Red no more: Liberal rule ends in Vaughan

30 Nov
Tony Genco

Tony Genco addresses supporters at his election night party.

By Joshua Freeman

Two decades of Liberal rule came to an end in Vaughan tonight as voters handed over the riding to Conservative candidate Julian Fantino in a cliff-hanger by-election.

With all polls reporting, Elections Canada’s website showed Fantino with 49.1 percent of the vote, while Liberal Tony Genco, the former CEO of Downsview Park, came in at 46.1 percent.

Although the Conservatives won in the end, the result had been unclear throughout the evening, with neither party officially conceding or declaring victory until after 1 am.

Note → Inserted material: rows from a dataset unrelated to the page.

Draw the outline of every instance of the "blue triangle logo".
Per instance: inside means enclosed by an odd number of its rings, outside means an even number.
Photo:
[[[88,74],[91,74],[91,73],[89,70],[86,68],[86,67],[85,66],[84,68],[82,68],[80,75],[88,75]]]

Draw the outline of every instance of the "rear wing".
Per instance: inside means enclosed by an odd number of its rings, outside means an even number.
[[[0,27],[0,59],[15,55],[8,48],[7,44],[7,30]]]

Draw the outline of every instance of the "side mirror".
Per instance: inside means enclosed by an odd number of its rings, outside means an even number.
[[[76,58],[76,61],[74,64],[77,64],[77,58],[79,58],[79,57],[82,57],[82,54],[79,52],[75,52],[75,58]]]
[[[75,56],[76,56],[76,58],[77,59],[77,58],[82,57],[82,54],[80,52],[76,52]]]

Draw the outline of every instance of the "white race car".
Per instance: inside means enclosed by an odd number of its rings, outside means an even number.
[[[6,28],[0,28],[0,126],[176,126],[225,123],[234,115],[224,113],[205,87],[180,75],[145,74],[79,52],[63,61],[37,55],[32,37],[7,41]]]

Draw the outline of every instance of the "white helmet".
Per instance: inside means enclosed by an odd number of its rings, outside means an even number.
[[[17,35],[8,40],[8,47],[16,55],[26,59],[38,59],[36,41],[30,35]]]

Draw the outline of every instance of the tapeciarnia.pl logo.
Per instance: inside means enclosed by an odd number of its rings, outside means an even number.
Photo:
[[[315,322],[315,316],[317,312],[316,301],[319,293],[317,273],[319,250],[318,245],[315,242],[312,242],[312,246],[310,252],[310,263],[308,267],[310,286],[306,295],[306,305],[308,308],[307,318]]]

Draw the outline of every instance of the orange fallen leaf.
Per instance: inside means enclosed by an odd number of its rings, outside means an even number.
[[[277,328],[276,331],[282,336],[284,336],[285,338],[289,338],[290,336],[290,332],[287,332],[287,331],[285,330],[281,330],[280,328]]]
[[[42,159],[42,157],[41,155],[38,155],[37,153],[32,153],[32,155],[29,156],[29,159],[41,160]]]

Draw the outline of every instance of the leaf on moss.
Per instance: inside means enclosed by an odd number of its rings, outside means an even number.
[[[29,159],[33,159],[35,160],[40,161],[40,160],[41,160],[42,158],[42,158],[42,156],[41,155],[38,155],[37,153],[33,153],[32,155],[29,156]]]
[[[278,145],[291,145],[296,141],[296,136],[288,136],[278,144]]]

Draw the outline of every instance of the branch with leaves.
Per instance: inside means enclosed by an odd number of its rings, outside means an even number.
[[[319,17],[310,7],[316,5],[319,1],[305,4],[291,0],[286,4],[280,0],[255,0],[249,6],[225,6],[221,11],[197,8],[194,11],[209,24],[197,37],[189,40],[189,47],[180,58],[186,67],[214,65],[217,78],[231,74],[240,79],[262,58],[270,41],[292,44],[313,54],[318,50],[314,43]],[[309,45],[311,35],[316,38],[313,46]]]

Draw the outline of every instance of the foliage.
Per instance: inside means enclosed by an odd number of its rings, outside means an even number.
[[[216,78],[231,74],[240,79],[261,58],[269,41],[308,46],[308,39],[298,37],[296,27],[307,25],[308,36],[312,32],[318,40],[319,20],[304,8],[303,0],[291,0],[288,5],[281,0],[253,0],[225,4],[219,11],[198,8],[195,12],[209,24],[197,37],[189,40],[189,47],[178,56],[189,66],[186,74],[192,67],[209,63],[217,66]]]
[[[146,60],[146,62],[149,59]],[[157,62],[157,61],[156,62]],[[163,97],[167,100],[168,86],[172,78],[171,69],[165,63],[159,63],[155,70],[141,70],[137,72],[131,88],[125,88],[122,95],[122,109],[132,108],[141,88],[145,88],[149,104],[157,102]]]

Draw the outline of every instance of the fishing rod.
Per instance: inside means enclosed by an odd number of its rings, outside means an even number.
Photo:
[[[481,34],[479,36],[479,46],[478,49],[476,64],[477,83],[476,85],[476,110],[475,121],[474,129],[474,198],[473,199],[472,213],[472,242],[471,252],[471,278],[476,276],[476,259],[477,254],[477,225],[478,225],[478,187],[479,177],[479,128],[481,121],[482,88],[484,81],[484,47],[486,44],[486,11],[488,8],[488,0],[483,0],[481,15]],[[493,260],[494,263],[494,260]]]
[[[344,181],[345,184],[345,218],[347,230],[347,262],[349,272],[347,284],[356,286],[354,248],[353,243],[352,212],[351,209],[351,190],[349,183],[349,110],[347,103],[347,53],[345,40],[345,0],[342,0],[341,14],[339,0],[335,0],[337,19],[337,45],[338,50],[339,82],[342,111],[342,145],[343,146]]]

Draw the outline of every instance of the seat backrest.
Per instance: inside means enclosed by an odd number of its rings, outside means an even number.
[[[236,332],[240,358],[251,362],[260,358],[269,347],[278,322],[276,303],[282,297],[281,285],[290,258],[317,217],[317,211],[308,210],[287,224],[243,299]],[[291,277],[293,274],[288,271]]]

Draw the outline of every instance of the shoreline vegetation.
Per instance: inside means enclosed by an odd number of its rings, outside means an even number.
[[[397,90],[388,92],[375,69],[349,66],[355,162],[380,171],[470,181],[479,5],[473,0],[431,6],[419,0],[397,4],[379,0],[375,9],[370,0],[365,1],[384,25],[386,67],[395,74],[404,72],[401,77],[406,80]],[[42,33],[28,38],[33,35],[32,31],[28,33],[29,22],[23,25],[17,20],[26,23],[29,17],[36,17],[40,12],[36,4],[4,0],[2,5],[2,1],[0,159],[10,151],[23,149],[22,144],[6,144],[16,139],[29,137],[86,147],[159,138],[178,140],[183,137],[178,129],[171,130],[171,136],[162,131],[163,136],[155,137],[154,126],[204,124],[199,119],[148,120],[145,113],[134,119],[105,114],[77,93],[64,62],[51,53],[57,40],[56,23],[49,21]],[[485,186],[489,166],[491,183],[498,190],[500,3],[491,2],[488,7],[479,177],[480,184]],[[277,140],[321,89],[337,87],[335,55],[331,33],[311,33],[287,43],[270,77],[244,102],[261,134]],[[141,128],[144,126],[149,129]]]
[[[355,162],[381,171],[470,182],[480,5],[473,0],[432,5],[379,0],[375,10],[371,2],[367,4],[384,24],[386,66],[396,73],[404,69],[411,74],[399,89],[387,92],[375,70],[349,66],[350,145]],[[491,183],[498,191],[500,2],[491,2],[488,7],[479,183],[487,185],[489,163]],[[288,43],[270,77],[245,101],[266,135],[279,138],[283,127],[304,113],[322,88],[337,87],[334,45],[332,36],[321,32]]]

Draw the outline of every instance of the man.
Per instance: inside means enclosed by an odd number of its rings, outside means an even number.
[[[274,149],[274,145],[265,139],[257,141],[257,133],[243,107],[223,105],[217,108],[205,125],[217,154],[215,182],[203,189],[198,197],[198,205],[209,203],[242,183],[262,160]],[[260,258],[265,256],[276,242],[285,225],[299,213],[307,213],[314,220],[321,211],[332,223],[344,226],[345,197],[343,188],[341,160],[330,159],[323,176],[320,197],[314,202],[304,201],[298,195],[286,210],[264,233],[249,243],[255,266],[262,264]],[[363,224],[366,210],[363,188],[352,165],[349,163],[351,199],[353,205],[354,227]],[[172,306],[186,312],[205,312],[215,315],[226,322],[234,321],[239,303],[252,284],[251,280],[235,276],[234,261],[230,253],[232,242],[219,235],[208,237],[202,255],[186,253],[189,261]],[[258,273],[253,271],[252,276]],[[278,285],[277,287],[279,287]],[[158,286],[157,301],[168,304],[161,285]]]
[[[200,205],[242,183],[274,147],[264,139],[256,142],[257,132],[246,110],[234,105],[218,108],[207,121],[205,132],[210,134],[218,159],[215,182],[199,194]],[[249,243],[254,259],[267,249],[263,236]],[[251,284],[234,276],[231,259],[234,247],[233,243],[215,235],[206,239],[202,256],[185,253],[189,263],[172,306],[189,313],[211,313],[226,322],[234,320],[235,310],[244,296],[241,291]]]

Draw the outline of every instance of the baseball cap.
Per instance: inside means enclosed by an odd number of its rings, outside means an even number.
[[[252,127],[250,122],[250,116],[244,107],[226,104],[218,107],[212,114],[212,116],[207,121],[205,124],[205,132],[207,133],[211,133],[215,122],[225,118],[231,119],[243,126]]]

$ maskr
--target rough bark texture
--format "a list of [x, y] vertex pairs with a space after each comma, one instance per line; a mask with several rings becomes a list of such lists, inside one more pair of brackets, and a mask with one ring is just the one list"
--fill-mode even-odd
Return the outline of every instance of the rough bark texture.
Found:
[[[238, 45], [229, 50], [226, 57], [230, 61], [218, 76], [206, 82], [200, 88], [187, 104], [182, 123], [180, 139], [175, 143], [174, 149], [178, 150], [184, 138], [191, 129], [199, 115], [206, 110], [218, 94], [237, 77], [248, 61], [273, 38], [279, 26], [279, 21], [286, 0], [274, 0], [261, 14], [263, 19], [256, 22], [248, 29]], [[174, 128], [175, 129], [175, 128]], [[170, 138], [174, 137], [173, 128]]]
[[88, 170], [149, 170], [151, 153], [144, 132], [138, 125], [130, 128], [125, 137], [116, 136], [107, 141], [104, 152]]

The polls were so close in fact, that Genco has still not yet officially conceded the loss.  He appeared only briefly at his campaign party. Arriving close to 11 pm, Genco spent 40 minutes behind closed doors with his team before speaking briefly to the waiting crowd.

Tony Genco

Tony Genco greets supporters

“This race is too close to call,” Genco said. “I’m indebted to all of you for making this a very tight race and we’ll know for sure what the voice of the people will be.”

Visibly upset, he thanked family and supporters before handlers whisked him to a waiting car and told reporters he’d be unavailable for the rest of the night. Liberal staffers explained Genco was run down and had a hoarse throat from campaigning.

That left Liberal MP’s inside to do damage control. While Genco hadn’t officially conceded, they acknowledged a probable loss after he left.

“This is not a Conservative win, this is a Julian Fantino win,” said York West MP, Judy Sgro. “It ended up a popularity contest in this riding… we’ll win this riding back when there’s a general election.”

She pointed out that while some media outlets had predicted a Conservative landslide, Fantino “barely squeaked to a victory.”

Brampton-Springdale MP Ruby Dhalla also tried her best to put a happy face on the loss.

“I think the citizens of Vaughan have really paid tribute to the great work Mr. Fantino did as Police Commissioner,” said Dhalla. She also pointed to low voter turnout as a factor that might have hurt the Liberals. Unofficial results put voter turnout at 32.4 percent of registered voters. That compares to 52.3 percent voter turnout in the 2008 general election. “I’ve worked in by-elections before, but this was very quiet,” Dhalla said.

Despite his early departure, many supporters seemed unaware Genco had left and were surprised to learn he was no longer in the building.

“I think (Liberals) are going to be demoralized by this (loss),” said Mike Zichowski, a Liberal scrutineer. “To lose a big seat like this that’s been Liberal for so many years and now to swing Conservative.” Watching tired volunteers file out the doors, he added he now worries the stage might be set for the Harper Conservatives to pursue a majority government in the next general election.


The last numbers posted at the Liberals' election night party.

Despite the help of party strategists, PR people and high profile MP’s, such as Justin Trudeau, the Liberals were unable to hold on to the seat occupied for 22 years by Vaughan’s mayor-elect, Maurizio Bevilacqua.

Throughout the campaign, Genco tried to frame the decision for voters as a choice between the ‘Liberal brand’ and the Harper government, rather than a choice between himself and Fantino, a high profile candidate who enjoys strong popular support in the area. But the strategy proved unsuccessful against Fantino’s strong name recognition.

Genco’s future plans were not immediately clear. His campaign manager said he would not comment on the results of the election until every last vote had been counted.

But the bigger question may be what plans Liberal leader Michael Ignatieff will make. Having lost a long-standing Liberal riding, he may now face comparisons to former Liberal leader Stephane Dion, whose loss of the Outremont by-election in 2007 signalled the beginning of the end of his leadership.